Topic: Tech Industry

Kick off your day with ZDNet's daily email newsletter. It's the freshest tech news and opinion, served hot. Get it.


Log in or register to join the discussion
  • Linux vs. Microsoft

    Linux is slowly progressing towards victory! Linux is also becomming more user friendly (compared nine-years ago). I think, if the recession
    is going to last longer, Linux will be in a head-to-head competition with Microsoft and Unix.

    If Linux can have 100% game compatibility (such as Half Life and other hardcore games),the Xbox and PS3 is also gonna have competion.
  • Confusing apples with pears?

    I might be wrong, and forgive me if I am, but I think your confusing the triumph of Linux on the desktop with the triumph of Linux as a platform for cloud computing or infrastructure (i.e. stuff that goes werrrr in the server room).

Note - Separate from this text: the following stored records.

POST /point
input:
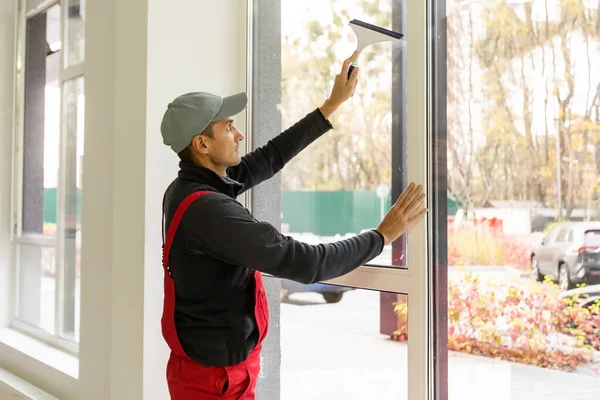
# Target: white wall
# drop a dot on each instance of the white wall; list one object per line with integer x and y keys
{"x": 7, "y": 46}
{"x": 192, "y": 46}
{"x": 139, "y": 55}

    Linux on the desktop isn't going to make anybody any money (ask Mark Shuttleworth), but Linux as a platform for cloud computing (subscription charging?) or as a platform for network services (support-based charging) is where the money is to be made.

    I don't know about computer games. Not my bag.
  • Netbooks

    The sharp peak in Linux loaded netbooks gives the lie to this assertion. The main problem with desktop Linux adoption is that people already have desktops and they don't currently run Linux. If they try and port their existing desktop lock stock and barrel over to Linux then they will almost certainly run into a problem with trying to get Linux versions of some of their existing tools. There is no Linux Photoshop. There is however The Gimp, which does almost everything that Photoshop does in a similar way. Absolutely fine for 99% of Photoshop users.

    Netbooks though, are not the same deal. You use the netbook as delivered. it does web, mail and documents right out of the box and is generally not intended to be used for anything else. Sales of these devices are howling along. People are indeed making money off of non-server-room-werrrr Linux.